Sponsor's own description
Background and rational: A large number of instruments exists to assess upper limb prosthetic function. However, they differ substantially in terms of psychometric properties and content. Furthermore, there is no "gold standard" and nearly every single center uses a unique set of instruments. This fact prevents the linking of the commonly small (due to the limited number of patients in each center) data sets of different centers and makes comparisons between different fittings or treatment protocols difficult. To generate accepted evidence, we need large data sets with similar outcomes. With remarkable progress made in prosthetic research and rehabilitation in the recent years, the need to evaluate the impact of this intervention on daily life, including productivity, self-care and leisure becomes increasingly relevant. Moreover, self-reported instruments and observation-based instruments exist, but there is a lack of data if, for example, the self-reported instrument (which is easier and less health-professional's-time-consuming to perform) could "replace" a performance or observation-based instrument.
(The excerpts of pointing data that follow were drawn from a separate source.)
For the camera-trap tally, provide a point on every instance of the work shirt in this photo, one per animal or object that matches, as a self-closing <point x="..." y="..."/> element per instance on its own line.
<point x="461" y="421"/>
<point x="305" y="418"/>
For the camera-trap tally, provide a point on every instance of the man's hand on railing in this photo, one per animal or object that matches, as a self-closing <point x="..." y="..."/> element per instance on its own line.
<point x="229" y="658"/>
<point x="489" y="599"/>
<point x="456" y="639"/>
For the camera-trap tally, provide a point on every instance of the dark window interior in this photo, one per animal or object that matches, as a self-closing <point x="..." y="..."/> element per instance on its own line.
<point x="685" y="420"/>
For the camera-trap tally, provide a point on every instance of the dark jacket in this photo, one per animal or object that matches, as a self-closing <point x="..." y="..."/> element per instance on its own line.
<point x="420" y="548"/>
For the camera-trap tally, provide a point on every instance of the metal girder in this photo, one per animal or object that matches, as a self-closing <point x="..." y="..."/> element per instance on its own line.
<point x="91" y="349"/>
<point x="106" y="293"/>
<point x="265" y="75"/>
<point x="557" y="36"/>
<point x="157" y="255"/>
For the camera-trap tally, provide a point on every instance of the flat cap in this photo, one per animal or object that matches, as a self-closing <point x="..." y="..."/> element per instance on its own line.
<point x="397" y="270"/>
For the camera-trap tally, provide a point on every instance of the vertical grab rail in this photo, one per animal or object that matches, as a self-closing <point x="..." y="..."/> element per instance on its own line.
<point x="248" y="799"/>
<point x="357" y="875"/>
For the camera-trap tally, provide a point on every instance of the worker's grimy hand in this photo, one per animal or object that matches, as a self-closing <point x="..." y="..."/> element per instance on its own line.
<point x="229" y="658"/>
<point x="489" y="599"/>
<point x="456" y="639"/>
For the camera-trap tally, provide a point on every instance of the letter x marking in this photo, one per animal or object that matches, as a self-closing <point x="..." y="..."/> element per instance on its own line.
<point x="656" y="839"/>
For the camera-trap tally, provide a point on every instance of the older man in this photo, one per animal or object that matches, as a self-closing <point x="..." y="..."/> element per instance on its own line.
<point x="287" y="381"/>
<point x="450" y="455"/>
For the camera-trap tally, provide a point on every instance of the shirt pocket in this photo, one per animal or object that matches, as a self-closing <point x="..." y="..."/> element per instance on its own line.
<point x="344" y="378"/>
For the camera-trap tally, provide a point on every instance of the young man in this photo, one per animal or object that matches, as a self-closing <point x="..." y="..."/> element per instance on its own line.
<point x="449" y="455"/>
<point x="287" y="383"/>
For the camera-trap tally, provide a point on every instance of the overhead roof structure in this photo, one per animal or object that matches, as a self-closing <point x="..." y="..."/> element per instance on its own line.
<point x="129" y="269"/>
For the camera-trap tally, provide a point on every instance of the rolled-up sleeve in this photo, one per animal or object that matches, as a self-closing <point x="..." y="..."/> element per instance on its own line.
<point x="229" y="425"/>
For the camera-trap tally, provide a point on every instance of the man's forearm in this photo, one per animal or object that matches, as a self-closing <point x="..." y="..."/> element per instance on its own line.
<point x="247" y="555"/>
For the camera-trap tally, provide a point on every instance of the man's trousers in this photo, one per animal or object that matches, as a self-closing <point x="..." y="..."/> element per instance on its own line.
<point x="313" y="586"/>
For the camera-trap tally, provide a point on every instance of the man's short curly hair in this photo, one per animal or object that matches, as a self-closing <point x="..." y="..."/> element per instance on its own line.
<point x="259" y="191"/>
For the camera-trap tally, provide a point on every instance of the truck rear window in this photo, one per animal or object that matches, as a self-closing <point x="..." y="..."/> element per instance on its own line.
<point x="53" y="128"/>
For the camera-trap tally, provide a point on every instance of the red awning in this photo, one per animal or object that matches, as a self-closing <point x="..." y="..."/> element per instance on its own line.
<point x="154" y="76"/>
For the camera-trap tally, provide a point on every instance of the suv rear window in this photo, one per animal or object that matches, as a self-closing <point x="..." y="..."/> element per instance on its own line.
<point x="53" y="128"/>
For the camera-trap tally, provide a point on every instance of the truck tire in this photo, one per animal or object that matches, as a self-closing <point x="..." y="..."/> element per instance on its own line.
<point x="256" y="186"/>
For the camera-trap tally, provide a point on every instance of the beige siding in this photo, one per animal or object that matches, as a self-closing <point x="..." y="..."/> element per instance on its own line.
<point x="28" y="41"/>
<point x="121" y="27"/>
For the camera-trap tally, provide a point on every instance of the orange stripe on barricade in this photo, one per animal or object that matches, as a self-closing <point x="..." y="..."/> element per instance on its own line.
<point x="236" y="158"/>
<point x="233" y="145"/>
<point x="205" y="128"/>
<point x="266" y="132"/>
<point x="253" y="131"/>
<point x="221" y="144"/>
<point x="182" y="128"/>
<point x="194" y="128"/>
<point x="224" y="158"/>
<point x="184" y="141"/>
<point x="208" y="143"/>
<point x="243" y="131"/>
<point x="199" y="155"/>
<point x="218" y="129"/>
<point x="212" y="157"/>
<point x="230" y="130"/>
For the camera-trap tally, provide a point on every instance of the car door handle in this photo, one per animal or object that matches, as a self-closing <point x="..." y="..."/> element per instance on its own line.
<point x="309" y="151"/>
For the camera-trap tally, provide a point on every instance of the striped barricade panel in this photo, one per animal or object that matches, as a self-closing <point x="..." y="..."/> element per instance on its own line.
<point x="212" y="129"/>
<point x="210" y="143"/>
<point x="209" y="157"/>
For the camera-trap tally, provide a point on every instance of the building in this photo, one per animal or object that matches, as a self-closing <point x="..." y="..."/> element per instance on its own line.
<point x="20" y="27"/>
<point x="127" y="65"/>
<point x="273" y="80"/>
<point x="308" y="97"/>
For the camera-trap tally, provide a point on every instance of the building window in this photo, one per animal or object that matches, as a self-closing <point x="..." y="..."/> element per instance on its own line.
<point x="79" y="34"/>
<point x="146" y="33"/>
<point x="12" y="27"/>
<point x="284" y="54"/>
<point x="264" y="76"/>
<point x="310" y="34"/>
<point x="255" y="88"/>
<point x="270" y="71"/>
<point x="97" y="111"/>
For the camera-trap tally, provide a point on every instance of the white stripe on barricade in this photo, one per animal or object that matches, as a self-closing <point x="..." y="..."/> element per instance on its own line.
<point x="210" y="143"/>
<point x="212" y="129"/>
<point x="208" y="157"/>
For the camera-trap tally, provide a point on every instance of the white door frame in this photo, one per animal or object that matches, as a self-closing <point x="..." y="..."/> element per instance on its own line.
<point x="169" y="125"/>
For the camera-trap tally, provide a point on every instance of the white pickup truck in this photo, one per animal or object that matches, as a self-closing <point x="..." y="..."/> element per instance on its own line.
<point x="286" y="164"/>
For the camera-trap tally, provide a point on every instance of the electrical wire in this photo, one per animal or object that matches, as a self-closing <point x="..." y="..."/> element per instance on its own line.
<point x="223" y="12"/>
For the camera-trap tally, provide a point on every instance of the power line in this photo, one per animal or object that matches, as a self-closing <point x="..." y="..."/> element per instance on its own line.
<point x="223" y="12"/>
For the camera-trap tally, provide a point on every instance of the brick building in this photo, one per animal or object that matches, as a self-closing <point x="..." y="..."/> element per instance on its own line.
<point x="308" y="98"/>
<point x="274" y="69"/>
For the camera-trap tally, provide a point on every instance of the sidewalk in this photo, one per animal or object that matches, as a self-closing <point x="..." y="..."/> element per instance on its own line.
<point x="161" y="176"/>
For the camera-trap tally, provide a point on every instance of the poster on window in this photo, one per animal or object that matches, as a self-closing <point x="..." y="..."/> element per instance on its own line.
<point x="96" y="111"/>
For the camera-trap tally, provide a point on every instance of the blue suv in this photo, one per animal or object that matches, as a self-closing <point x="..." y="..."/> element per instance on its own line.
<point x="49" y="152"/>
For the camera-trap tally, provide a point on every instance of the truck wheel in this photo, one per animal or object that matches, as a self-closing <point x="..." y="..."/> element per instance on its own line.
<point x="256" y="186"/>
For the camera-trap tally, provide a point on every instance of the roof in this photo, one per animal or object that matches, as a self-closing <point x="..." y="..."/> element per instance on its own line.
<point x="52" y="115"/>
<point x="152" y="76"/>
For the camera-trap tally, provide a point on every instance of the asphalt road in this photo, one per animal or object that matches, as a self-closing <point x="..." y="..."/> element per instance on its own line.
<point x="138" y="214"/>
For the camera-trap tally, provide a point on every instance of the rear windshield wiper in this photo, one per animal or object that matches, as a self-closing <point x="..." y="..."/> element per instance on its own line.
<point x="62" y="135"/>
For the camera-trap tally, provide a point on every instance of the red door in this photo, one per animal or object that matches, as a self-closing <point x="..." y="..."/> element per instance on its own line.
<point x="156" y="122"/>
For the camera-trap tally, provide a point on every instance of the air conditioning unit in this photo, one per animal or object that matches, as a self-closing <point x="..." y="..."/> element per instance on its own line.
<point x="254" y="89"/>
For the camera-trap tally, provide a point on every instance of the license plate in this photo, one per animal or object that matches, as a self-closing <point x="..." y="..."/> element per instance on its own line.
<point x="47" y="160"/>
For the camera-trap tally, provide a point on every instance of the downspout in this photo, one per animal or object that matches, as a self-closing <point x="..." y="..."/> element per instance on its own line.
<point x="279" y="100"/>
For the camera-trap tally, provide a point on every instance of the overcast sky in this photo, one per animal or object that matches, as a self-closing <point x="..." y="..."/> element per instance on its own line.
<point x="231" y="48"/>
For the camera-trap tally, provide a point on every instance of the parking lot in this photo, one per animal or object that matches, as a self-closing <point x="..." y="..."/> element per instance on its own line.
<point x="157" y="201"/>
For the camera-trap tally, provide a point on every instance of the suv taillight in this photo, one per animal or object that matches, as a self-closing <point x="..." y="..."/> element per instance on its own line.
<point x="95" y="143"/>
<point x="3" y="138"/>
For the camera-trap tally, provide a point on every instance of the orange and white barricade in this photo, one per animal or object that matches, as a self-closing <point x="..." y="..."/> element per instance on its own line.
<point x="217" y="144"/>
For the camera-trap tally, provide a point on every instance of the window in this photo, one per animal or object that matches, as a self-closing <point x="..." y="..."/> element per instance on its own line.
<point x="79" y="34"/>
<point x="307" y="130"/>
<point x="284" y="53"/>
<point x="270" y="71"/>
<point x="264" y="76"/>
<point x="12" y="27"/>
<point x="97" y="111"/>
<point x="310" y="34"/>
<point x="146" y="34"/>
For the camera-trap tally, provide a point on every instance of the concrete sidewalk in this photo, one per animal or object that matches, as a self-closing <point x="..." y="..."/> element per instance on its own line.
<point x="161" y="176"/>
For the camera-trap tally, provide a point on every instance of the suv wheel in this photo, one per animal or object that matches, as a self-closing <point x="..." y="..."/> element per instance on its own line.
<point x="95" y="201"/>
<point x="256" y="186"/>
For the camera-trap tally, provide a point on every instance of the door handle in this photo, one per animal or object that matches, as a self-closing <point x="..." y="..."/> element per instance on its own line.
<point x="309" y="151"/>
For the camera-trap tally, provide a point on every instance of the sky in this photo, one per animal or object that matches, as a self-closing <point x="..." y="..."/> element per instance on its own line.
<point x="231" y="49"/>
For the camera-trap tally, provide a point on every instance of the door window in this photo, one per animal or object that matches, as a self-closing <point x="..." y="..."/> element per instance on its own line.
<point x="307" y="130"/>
Therefore, the aim of this study is to determine psychometric properties of the existing instruments (SHAP, DASH, SF-36 and ACMC) in a large international data set, to explore possible linkage between self-reported and performance or observation-based instruments and to develop state-of-the art recommendations/points to consider on how to assess functioning in prosthetic care.
Publications & conference data
No peer-reviewed publications indexed yet for this trial. Completed trials usually publish results within 12-18 months.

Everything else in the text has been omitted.